Видимо в момент встречи со своим ангелом у Норы произошел еще и какой-то квантовый скачок ее сознания. Гордыня всю жизнь, доселе служившая опорой и питавшая зависть, оказалась деструктивной силой, едва не погубив. Потому и Зависть имела над ней власть, пока у Норы были убеждения в несправедливости к ней жизни, претензии ко всему. Только сейчас душа, собирающая в короб опыт всего приключившегося с ней, могла увидеть то, что прежде было запрятано в одежды эгоизма, корысти, перфекционизма и самопревосходства.
Вот она истина. Каждому дается такой шанс для осмысления. Определена ахиллесова пята, назван враг – Зависть. И она отступит, уберется, исчезнет, как только перестать кормить ее плодами с древа своего самомнения.
Сразу стало легче. Ангел-Хранитель улыбнулся. Впереди у Норы новый год продолжающейся жизни. И скорым рождественским подарком будет то, чего она искала всю жизнь, но чего никогда не было в ней самой – любви.
Любовь – не существительное и прилагательное, она – глагол: отдавать, радовать и радоваться в служении. Только бы смогла удержаться в новых вибрациях душа, для которой прежде кроме самой себя никого не существовало.

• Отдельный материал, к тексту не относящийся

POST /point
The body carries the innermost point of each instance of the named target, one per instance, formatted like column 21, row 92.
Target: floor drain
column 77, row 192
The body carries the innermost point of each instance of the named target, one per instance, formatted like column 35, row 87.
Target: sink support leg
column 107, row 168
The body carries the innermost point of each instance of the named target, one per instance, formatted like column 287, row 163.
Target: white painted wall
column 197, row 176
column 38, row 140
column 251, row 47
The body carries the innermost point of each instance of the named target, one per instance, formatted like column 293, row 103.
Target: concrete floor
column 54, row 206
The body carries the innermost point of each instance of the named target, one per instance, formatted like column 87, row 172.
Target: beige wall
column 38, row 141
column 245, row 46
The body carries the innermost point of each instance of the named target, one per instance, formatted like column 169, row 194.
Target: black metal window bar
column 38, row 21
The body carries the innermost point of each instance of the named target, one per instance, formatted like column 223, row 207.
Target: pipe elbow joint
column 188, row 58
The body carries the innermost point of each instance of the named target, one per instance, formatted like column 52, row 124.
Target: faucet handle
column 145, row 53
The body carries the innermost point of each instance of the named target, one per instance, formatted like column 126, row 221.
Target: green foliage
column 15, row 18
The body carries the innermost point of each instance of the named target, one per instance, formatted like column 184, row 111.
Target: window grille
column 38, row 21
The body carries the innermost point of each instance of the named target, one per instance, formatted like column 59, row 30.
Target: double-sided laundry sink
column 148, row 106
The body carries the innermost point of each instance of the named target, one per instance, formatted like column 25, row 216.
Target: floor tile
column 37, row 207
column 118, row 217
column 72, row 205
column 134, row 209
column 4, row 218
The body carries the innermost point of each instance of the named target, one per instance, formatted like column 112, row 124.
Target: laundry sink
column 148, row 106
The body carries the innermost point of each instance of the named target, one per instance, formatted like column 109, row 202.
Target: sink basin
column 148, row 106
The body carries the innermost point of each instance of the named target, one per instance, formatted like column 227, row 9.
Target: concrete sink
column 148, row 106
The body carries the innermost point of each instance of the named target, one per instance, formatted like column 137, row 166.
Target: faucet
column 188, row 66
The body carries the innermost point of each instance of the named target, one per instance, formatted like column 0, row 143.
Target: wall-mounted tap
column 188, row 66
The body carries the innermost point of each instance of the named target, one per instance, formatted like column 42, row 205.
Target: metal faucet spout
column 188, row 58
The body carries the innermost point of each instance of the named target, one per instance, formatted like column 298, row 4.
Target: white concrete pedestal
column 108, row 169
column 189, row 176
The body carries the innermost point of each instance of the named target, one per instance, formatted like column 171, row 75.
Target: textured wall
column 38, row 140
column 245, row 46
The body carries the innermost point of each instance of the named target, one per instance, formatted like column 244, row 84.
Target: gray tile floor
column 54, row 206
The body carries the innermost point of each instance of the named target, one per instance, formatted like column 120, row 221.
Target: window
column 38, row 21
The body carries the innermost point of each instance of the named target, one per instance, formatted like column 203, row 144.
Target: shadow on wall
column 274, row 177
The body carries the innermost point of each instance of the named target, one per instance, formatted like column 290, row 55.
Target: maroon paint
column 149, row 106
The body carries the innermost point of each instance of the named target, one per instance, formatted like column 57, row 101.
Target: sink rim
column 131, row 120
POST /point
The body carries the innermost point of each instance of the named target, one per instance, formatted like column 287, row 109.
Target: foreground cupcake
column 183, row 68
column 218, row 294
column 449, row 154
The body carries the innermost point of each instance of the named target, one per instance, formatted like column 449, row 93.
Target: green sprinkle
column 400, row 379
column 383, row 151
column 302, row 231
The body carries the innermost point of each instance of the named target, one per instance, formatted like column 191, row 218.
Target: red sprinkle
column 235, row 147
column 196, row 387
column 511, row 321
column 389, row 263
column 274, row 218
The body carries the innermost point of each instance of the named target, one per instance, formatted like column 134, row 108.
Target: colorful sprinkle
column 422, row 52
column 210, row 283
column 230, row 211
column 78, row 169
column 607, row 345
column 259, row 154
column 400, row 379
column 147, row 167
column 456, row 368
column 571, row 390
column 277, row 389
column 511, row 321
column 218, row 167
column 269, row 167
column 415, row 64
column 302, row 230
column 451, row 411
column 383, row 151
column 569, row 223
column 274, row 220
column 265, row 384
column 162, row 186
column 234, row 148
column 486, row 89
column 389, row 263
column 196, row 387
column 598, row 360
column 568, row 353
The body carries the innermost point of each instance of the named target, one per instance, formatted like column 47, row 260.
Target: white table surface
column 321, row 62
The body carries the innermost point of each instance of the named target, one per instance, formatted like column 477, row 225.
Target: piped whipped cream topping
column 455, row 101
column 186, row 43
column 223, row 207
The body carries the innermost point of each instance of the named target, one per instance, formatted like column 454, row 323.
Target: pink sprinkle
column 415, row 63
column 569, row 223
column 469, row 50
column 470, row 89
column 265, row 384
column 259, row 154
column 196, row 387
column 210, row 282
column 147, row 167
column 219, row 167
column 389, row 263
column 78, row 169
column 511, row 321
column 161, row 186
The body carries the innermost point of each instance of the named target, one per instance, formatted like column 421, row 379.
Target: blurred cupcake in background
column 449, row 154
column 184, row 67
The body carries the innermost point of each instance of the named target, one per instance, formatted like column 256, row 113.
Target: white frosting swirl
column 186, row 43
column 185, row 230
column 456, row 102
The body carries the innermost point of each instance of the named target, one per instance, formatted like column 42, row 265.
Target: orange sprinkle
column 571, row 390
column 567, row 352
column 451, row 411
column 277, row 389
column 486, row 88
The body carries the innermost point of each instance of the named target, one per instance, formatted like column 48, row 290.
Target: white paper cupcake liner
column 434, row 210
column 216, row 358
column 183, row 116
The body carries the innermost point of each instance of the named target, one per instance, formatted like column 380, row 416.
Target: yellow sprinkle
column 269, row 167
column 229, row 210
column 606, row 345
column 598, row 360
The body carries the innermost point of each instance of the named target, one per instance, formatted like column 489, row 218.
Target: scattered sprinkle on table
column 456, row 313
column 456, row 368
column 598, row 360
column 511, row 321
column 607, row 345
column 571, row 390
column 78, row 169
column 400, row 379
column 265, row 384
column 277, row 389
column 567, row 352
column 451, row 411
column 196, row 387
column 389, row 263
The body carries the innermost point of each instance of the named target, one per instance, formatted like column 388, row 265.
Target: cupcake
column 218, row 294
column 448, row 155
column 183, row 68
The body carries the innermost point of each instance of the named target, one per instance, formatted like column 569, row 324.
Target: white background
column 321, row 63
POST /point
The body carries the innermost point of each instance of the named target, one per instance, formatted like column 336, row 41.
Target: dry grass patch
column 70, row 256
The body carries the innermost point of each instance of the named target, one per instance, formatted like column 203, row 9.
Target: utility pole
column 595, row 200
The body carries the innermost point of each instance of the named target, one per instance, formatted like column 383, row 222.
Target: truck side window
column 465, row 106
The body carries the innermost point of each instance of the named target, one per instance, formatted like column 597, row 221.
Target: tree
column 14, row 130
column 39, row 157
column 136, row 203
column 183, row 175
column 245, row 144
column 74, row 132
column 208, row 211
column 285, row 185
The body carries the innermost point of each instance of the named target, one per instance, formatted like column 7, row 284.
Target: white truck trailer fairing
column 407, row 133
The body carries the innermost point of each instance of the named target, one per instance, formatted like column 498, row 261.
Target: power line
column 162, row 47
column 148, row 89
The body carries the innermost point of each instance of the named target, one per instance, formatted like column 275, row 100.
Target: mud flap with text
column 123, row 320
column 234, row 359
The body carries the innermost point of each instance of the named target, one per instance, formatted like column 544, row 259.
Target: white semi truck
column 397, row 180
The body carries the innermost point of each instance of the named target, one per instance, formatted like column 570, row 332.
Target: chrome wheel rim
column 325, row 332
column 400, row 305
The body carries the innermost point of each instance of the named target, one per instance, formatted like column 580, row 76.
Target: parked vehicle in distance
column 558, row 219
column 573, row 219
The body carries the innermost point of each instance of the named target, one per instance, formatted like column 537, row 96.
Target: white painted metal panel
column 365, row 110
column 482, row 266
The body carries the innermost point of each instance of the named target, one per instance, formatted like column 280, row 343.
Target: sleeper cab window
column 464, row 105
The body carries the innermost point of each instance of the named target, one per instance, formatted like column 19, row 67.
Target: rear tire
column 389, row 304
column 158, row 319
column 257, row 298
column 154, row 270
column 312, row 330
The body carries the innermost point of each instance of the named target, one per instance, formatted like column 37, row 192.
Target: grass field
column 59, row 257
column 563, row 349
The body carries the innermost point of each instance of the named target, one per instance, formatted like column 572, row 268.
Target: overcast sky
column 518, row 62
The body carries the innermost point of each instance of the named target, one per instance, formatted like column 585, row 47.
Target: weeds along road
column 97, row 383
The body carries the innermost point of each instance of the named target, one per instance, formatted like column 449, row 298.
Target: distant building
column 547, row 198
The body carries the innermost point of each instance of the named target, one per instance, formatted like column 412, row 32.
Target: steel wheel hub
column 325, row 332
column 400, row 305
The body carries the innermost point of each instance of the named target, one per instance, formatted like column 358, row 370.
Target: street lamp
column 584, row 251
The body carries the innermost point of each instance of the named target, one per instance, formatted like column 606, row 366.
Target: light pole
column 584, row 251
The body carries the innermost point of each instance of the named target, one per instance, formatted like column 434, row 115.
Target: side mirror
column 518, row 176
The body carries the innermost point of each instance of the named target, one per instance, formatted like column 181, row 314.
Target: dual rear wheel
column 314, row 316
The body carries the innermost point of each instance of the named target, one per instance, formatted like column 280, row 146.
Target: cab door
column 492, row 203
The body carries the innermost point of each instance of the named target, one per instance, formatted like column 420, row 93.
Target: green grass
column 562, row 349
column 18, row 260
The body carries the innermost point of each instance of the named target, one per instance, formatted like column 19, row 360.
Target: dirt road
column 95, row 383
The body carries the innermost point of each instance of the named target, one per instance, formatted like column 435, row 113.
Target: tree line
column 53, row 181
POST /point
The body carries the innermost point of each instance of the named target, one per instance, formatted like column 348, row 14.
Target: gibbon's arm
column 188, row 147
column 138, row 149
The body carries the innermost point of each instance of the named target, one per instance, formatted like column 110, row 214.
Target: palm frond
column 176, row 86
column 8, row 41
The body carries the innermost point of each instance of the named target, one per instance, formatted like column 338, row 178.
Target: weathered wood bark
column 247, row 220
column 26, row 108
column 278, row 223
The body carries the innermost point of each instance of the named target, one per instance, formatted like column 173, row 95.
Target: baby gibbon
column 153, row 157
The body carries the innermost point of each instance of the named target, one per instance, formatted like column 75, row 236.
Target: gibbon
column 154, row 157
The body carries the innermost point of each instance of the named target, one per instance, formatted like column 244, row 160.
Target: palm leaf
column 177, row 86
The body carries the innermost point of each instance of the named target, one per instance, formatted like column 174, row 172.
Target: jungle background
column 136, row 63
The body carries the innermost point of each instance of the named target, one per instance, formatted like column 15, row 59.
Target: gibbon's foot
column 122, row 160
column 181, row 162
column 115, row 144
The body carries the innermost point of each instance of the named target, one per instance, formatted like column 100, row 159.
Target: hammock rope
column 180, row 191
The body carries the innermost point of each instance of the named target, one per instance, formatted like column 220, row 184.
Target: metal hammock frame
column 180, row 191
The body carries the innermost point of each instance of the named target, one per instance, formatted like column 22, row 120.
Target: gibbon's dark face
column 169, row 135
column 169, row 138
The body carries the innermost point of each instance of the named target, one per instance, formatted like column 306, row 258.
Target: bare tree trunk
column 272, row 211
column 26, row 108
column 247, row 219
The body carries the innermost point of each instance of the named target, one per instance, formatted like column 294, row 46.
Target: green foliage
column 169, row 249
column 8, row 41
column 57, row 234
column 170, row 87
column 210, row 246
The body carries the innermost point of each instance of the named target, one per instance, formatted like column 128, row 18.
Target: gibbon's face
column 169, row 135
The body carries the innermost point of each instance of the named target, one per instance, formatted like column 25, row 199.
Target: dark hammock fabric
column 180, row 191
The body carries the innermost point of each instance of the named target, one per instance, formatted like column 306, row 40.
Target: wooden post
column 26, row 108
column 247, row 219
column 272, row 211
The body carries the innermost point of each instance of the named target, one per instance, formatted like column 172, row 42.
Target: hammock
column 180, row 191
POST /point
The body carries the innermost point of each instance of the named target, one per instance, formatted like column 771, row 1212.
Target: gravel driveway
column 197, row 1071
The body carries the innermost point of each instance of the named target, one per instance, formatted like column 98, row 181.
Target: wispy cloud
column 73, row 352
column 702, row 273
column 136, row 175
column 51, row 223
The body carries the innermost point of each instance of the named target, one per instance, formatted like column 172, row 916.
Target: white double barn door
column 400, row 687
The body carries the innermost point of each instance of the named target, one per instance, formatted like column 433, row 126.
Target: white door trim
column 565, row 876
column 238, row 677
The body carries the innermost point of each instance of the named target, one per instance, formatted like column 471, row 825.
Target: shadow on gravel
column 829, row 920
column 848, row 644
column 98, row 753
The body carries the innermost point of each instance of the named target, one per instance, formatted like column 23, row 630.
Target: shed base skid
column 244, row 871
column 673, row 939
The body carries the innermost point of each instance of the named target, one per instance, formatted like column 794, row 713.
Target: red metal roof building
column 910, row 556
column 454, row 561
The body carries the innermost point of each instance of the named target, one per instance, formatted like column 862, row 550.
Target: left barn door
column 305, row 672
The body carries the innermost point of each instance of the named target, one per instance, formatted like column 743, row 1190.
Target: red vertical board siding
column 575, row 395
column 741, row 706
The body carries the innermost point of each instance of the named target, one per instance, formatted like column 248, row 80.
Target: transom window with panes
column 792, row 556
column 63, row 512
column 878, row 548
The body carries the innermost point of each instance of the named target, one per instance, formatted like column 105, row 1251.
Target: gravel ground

Сам Господь дарит человеку свободу волеизъявления, и никакой ангел-хранитель не убережет, когда проявляя своеволие, человеческое эго отдает себя во власть иных сил, рискуя оказаться в запредельном.
Друг осторожно поменял положение головы Норы у себя на коленях, боясь спугнуть нечто такое, что присутствовало за ее левым плечом.
– Все будет хорошо. Ты справишься! – шептал он, тревожно отсчитывая секунды до спешившей в рождественской ночи помощи. – И я всегда рядом с тобой!
Порывы ветра стихли. Хоровод снежинок искрился в свете ярких фонарей. Поредевшие потоки людей еще омывали волнами разукрашенные ярмарочные палатки, где сотни чудных сувениров притягивали и радовали взоры. Праздник – время отдыха душам. Но при условии, что в преддверии Рождества проделана такая необходимая работа по их освобождению от суеты, страстей и очищению.
Счастливы те, кому откроется понимание ответственности за все в этом мире: за себя, свои поступки и мысли, за свою жизнь, и радость пребывания в любви.